ŞİKAYETLER YİNE HÜKÜMETE YAPILACAK!

Kişilerin kendilerine ilişkin verilerin toplanması ve işlenmesine dair şikayet, talep ve itirazları için başvurulabilecekleri kurulun bir hükümet kuruluşu olmasını da gündeme getiren Kürkçü, söz konusu kurulun Tasarı'da Adalet Bakanlığı’yla ilişkilendirildiğini ve Bakanlar Kurulunca atandığını ifade etti. 

“Sır taşıma yükümlülüğü olan kişiler”in de bu yasanın getirdiği yaptırımlardan bağışık kılındığına vurgu yapan Kürkçü, "Devlet Sırrı Kanunu Mecliste görüşülürken yasa tasarısının gerekçesinde çok açık biçimde ifade edildiği gibi, 'Devlet sırrı nedir' sorusunun cevabı 'Devlet sırrı devlet sırrıdır'  diye verilmiştir. Demek ki, 'Kişisel Verilerin Korunması Kanunu Tasarısı'nda sözü edilen 'Sır taşıma yükümlülüğü olan kişiler' bir 'sır' olarak kalacak ve kişisel verileri diledikleri gibi istismar edebilme özgürlüklerini sınırsızca kullanabileceklerdir. Böylece eldeki yasa tasarısı kendisine 'devletim' diyen, devlet yetkisini kullanmayı kendisine hak görenler karşısında bireyi savunmasız ve güvencesiz kılmaktadır" dedi.

'HAK İHLALLERİ YASALLAŞIYOR'

Tasarı ile toplum bireylerinin özel yaşantılarına, ticari ve siyasi belgelerine yönelik olarak hazırladıkları andıçlar, fişlemeler ve istihbarat raporlarıyla pek çok kişinin asılsız suçlamalara, kişilik haklarına yönelik suikastlere, yargısız infazlara maruz kalmalarına neden olan MİT’in, JİTEM'in askeri ve sivil istihbarat kuruluşlarının dayatmalarına teslim olunduğunu kaydeden Kürkçü, "Bu kuruluşların bugüne kadar kişisel veriler bağlamında kişi haklarına yönelik olarak gerçekleştirmiş oldukları bütün ihlalleri aklayan ve yasallaştıran; onlara kendi yasaları dışında hiçbir kural ile sınırlanmış olmayacaklarına dair ebedi güvence veren bir yasayı TBMM'den geçirme iradesini yansıtmaktadır" diye ekledi.

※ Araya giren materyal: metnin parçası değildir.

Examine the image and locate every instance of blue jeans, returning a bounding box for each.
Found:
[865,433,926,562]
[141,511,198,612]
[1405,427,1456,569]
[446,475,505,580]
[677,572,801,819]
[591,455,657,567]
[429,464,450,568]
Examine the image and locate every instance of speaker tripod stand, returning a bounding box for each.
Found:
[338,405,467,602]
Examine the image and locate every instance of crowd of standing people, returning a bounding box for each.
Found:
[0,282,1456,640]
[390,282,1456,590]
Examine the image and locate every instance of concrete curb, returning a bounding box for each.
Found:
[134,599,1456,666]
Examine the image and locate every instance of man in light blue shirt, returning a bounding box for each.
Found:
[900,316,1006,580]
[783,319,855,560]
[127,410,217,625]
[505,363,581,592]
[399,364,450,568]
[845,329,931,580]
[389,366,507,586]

Kürkçü, Tasarının bu haliyle, “fişlemeler”e dayalı mahkeme kararlarının sonucu olan uzun hapisliklerin; “fişlemeler”e dayanılarak insanların meslek hayatlarının, kişisel şöhretlerinin, itibarlarının zedelenmesi kapısını açık tutarak bireylerin hayatlarını bundan böyle de “fişlenme korkusu” ile geçirmelerini güvence altına aldığını belirtti.